As early as this weekend, Sen. Chris Coons will head to Dover in his home state of Delaware to witness a solemn moment he’s already dreading.
There he will watch as service members unload the flag-draped cases containing the remains of six U.S. Army reservists killed in Kuwait Sunday when an Iranian missile struck their compound. Coons has invited his Senate colleagues to join him for the dignified transfer of those first casualties of the war President Trump launched against Iran.
The White House said Trump plans to be there as well, though a time for the transfer has yet to be announced. But Coons said he wants his Republican colleagues to see what he has seen—and heard—countless times before so they understand the cost of a war they are allowing the president to wage without congressional authorization.
“They are memorably awful. They are the very least we owe our service members and their families,” Coons told National Journal, his voice cracking. “But there is a sound that a mother makes when her son comes off the back of a plane that you will never forget, and you should be there to witness that, because that then should bear on your heart as you vote for or against more funding, longer scope, to send more troops.”
Is it too late? The Senate Wednesday rejected a war-powers measure that would have required congressional approval for future military action in Iran. The 53-47 vote was almost exclusively along party lines, similar to Thursday’s 219-212 House vote rejecting the resolution.
If GOP lawmakers are going to change their minds on Iran, they’ll need their voters to tell them to do so—especially during primary season when Trump’s base has outsized influence on Republican rank-and-file members. Polls have shown overall opposition to the war but with some key caveats: An NBC poll of 753 registered voters taken from Feb. 28 through March 3 (with a margin of error of plus or minus 3.6 percentage points) found 77 percent of Republicans supporting the strikes. That number rises to 90 percent among those who identify as MAGA-aligned.
It helps explain why Republican Sen. Jim Justice of West Virginia has embraced the action in Iran even as he acknowledges the costs of the war: U.S. casualties and increasing energy prices. Justice says his voters are supportive of intervention in Iran “in the short run.”

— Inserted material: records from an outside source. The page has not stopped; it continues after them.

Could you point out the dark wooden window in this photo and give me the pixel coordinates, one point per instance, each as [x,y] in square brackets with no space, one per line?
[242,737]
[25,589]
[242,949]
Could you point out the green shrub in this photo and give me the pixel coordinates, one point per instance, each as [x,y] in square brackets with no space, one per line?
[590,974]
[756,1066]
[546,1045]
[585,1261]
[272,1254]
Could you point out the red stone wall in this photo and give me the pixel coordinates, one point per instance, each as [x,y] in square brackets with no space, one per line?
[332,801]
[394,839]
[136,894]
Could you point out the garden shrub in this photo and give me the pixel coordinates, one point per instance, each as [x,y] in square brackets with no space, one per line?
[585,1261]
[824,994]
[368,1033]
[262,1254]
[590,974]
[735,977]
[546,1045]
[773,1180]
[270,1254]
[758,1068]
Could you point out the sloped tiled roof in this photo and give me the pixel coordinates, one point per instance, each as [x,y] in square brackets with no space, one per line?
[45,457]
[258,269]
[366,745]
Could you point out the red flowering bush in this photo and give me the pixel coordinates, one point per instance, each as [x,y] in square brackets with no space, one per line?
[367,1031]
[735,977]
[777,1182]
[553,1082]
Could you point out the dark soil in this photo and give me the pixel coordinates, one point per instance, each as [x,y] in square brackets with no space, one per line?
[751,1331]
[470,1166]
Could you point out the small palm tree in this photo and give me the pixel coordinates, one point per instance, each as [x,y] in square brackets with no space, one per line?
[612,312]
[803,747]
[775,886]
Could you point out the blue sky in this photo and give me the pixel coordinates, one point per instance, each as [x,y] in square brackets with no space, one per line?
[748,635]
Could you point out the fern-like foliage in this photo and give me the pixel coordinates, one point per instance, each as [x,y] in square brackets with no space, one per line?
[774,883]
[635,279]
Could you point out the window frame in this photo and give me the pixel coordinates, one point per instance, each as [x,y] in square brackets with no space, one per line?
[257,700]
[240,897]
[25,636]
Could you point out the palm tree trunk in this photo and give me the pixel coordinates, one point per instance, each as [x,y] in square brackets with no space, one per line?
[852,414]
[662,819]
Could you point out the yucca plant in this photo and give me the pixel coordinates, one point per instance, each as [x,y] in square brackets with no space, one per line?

“I think what our president is doing is something that is on the cusp of really changing the footprint of the world,” Justice said. "If we could absolutely make that footprint and have real peace where we have free trade and we have real peace in the Middle East—heaven to Betsy, it would mean everything, versus just this. I mean, does anybody think if we don't do anything, things are going to get better?”
Justice, who represents a state Trump won with 70 percent support in 2024, acknowledges “you’re going to have casualties” as a result of the conflict. But he said his constituents remain squarely behind the decision to go to war made by a president who campaigned on less foreign involvement, not more.
“I would tell you without any question, in my mind, they're very supportive of what's going on at this point,” Justice said.
Another Republican member of Congress who might have potentially joined Democrats in trying to stop the war is Sen. Joni Ernst of Iowa, a former combat veteran whose decision not to seek reelection means she’s less vulnerable to the pressures of MAGA voters in her states. The six who died Sunday were in the 103rd Sustainment Command, an Army Reserve unit based in Des Moines.
Instead, Ernst is giving her full-throated defense of the attack on Iran.
“These young men and women gave their lives in support of a noble mission: protecting their fellow Americans and keeping our homeland secure,” Ernst said on the Senate floor Wednesday. “We’ve already lost too many lives at the hands of Iran, but as long as the Iranian regime chants ‘death to America,’ the lives of our citizens will continue to be threatened.”
After the aircraft transporting the bodies lands at Dover, Coons said, he plans to watch the “carry team” of military personnel transfer the remains to a waiting vehicle. The remains will then be transferred to the mortuary facility located at Air Force Mortuary Affairs Operations on the Air Force base.
The Delaware Democrat said he hopes the jarring sight of those cases will prompt GOP senators to abandon the “magical thinking going on about how quickly this can be brought to an end."
"As has long been said," he added, "you can start a war of choice at your timing of choice, but you don't get to end it, because the enemy also gets a vote.”
Coons, who occupies the seat President Biden once held, recalled how the then-senator warned a local chamber of commerce gathering he attended in the run-up to the Iraq war not to minimize the dangers and tragedy headed America’s way.
Coons recalled what was a prevailing feeling about the war at the time: “Everybody’s behind it. 'Oh, this is important. We need to do this for our country.'” But Biden, he recalled, “sort of wagged his finger at the room and said, ‘Remember this moment; lots of young Americans are going to come home in body bags, and for years.’"
"So," Coons said, "we should be careful about our enthusiasm for opening a door into chaos and conflict in the Middle East where we can't see the other side of it.”